Le Trophée

Nouvelle de science-fiction de Christian Léourier.

Mais que s’est-il passé ?

Avant de présenter la collection Une Heure Lumière à la manière plaisante d’un dépliant d’agence de voyage un peu étrange (et après une introduction regrettant que cette même collection n’ait pas fait naître chez les auteurs francophones de SF un attrait pour le roman court après sept années d’existence), le hors-série 2023 de la collection propose au lecteur une fort intéressante nouvelle qui voit une initiation tribale prendre une autre tournure.

Ilann, un homme au sang mêlé et sans clan, participe à la très traditionnelle chasse au matt, cette bête musclée au rostre proéminent (sorte de croisement entre le rhinocéros et le gnou) dans le défilé de Skarth. Ilann réussit à abattre le matt sur lequel il avait réussi à grimper. Cependant il ne reçoit pas le symbole de sa victoire et de son nouveau statut parmi les Haelites. Au lieu de cela, pour pouvoir obtenir la cordelette écarlate de la part de la Mère, il doit emmener la dépouille de sa victime à la Colline Sacrée à l’aide d’un traîneau.
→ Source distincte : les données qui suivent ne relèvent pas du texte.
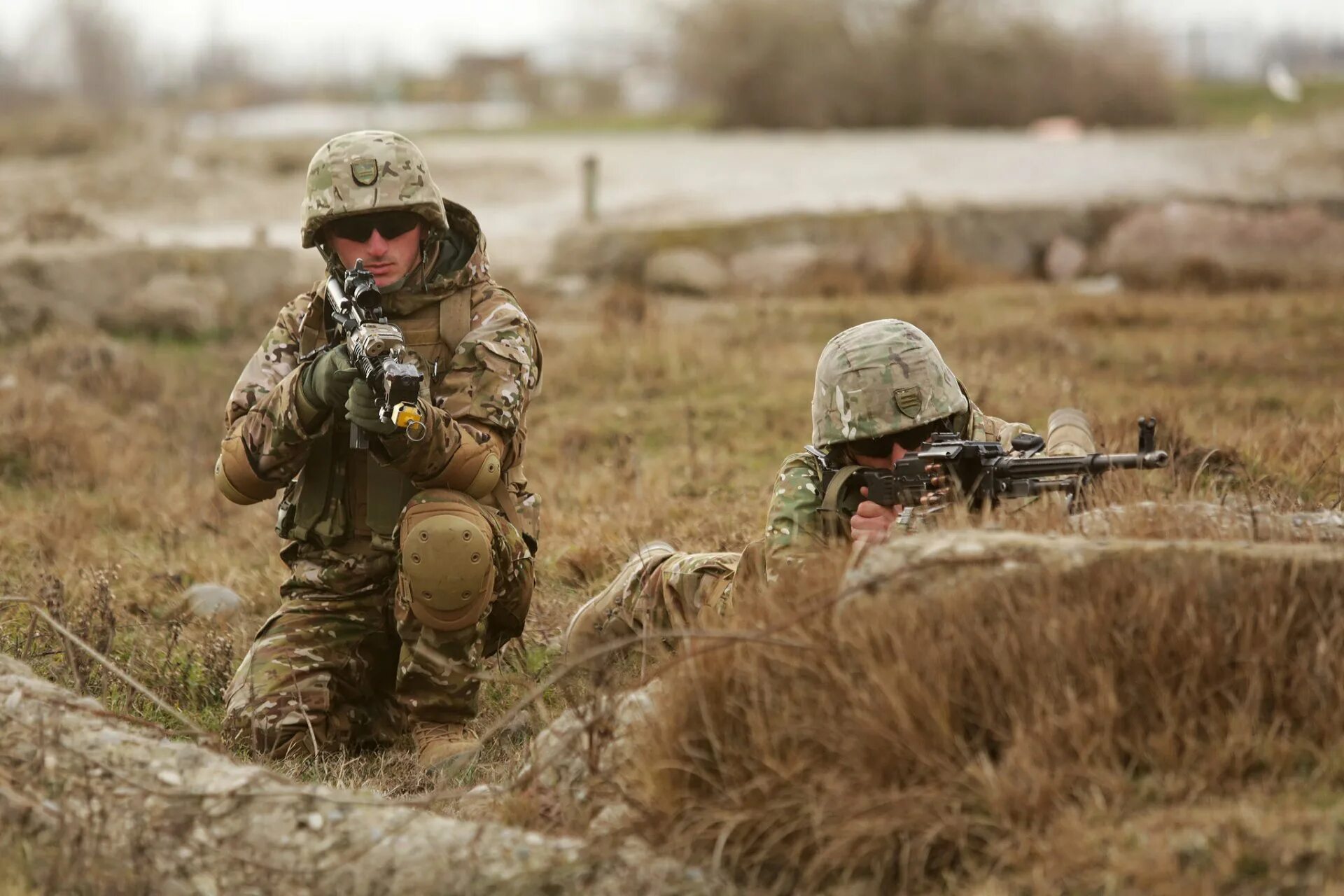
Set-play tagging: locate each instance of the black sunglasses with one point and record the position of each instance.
(909, 440)
(360, 227)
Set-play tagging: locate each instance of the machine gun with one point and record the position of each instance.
(378, 351)
(983, 473)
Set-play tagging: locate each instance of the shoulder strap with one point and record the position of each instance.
(454, 318)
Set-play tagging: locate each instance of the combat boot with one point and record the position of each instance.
(598, 621)
(438, 743)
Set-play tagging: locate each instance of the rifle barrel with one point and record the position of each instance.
(1031, 466)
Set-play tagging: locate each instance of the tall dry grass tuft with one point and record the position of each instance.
(941, 724)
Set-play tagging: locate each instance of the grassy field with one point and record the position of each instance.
(1238, 105)
(656, 419)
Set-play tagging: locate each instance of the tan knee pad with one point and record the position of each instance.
(447, 564)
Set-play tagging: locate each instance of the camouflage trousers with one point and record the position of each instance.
(678, 592)
(344, 663)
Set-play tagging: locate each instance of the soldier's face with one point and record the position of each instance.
(387, 260)
(881, 463)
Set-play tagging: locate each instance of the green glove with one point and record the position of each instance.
(326, 382)
(362, 412)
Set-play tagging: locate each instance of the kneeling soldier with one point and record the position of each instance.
(410, 559)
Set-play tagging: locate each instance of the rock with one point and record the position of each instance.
(1224, 248)
(58, 226)
(692, 272)
(168, 305)
(774, 269)
(1065, 260)
(211, 602)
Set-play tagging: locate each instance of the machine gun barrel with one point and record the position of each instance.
(1084, 465)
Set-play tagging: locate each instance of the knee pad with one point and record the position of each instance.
(447, 559)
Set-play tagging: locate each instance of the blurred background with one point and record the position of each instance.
(581, 132)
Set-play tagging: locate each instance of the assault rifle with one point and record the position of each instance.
(377, 349)
(983, 473)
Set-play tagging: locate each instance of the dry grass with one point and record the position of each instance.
(955, 722)
(668, 419)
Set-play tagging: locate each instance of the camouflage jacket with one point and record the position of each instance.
(482, 391)
(793, 523)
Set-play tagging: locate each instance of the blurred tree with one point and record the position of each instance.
(870, 64)
(102, 54)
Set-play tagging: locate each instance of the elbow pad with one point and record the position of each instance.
(475, 468)
(234, 475)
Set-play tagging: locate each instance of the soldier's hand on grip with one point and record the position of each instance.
(327, 381)
(362, 410)
(872, 522)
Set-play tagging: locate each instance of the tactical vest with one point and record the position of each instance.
(344, 493)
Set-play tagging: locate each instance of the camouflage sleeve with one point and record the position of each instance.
(992, 429)
(488, 386)
(262, 415)
(793, 523)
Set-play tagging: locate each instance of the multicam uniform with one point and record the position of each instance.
(360, 641)
(858, 394)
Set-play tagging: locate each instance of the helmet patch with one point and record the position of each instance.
(909, 400)
(365, 171)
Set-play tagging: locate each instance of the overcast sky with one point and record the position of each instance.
(302, 35)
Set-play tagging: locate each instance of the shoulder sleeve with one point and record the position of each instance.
(274, 359)
(496, 368)
(793, 523)
(265, 441)
(983, 428)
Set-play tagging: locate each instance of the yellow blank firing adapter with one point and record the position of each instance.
(409, 418)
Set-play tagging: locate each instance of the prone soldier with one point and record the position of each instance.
(882, 390)
(412, 558)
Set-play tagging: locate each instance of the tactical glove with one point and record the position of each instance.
(326, 382)
(362, 410)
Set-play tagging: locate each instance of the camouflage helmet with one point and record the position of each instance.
(369, 171)
(881, 378)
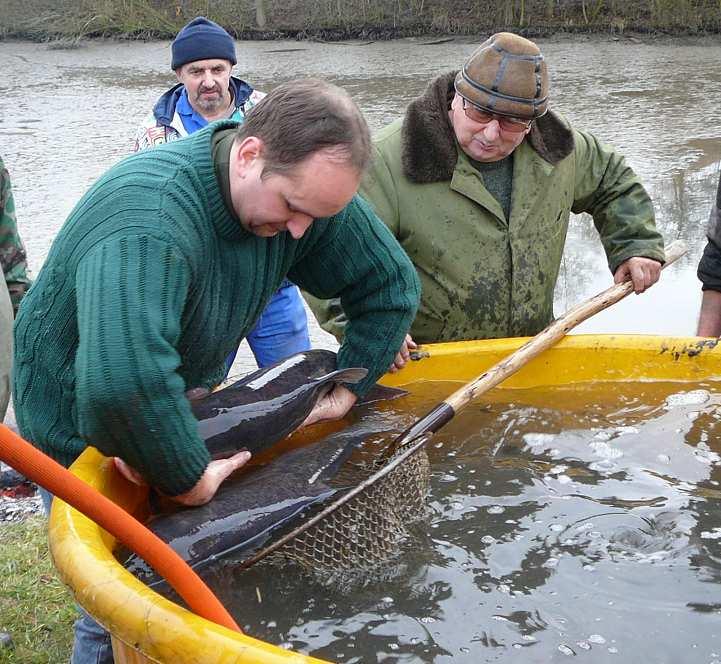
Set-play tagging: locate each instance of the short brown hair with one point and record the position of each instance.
(299, 118)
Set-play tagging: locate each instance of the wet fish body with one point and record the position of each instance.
(260, 409)
(247, 510)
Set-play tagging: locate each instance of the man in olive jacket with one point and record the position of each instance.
(478, 181)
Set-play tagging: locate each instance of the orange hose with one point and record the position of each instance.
(59, 481)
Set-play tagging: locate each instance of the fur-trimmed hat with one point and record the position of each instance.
(202, 39)
(506, 75)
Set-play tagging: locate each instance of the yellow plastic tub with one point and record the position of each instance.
(148, 628)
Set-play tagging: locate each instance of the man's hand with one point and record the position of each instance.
(215, 473)
(709, 320)
(403, 355)
(643, 272)
(332, 406)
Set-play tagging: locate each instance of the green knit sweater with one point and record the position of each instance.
(150, 284)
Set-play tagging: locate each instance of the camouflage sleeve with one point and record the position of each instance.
(12, 252)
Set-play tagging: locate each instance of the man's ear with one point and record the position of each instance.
(249, 150)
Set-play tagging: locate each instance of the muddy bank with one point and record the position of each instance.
(354, 19)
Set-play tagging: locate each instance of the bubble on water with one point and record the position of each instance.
(604, 466)
(706, 456)
(711, 534)
(692, 398)
(625, 430)
(605, 451)
(541, 440)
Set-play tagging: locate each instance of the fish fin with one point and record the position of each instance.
(381, 393)
(351, 375)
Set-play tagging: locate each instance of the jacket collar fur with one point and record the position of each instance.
(429, 145)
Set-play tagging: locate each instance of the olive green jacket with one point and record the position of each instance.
(482, 275)
(13, 260)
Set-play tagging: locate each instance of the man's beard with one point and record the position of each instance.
(209, 104)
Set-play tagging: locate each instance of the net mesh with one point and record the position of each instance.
(366, 531)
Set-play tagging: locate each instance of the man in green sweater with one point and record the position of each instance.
(169, 259)
(478, 182)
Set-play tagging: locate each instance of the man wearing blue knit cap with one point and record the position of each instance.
(203, 55)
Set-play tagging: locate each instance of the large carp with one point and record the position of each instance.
(247, 509)
(262, 408)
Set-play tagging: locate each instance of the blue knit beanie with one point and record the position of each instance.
(202, 39)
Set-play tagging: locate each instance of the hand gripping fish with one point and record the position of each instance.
(247, 510)
(264, 407)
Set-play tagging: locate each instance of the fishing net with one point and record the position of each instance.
(366, 531)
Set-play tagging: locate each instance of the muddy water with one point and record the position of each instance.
(66, 116)
(580, 521)
(556, 528)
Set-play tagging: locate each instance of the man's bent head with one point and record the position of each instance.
(501, 89)
(299, 156)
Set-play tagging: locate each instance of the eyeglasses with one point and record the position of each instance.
(479, 115)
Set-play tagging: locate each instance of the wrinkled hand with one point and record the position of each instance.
(215, 473)
(403, 355)
(196, 393)
(332, 406)
(642, 272)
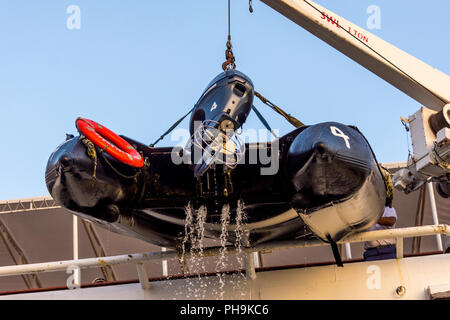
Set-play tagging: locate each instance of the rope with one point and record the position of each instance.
(171, 128)
(91, 153)
(229, 56)
(292, 120)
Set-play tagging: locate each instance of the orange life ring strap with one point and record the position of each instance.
(110, 142)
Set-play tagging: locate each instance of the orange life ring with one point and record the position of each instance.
(109, 142)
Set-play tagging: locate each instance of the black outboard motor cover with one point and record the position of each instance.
(221, 110)
(229, 96)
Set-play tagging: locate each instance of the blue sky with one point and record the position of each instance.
(137, 66)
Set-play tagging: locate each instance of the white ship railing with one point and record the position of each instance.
(27, 205)
(139, 258)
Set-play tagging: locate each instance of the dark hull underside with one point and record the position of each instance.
(315, 172)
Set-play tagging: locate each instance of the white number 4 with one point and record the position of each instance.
(338, 133)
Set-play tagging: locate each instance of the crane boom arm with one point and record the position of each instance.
(417, 79)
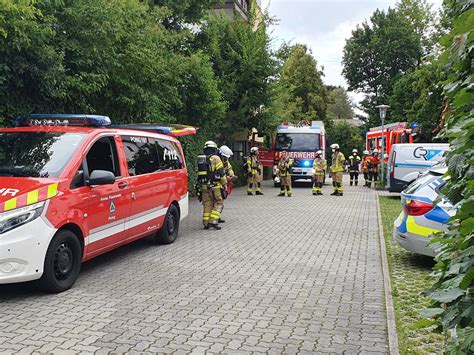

Mais peut-être ne fera-t-il pas le voyage retour à vide …

Cette nouvelle est à classer dans la catégorie « science fiction subtile ». Pas de batailles à coup de lasers, pas de hackers dans des villes pluvieuses, juste un voyage comme on pourrait en faire dans une œuvre se déroulant dans un environnement pré-industriel (si l’on ne tient pas compte de la faune). Il y a juste quelques petites allusions, sur une Venue, des gens qui ont un rapport différent à la modernité, une tradition pas partagée par tous, des descendants laissés sur ce qui doit donc être une autre planète. Et en fin de compte cela crée une tension chez le lecteur qui donne son sel à cette nouvelle. Alors certes, c’est un peu la foire aux néologismes au tout début, mais le format étant ce qu’il est …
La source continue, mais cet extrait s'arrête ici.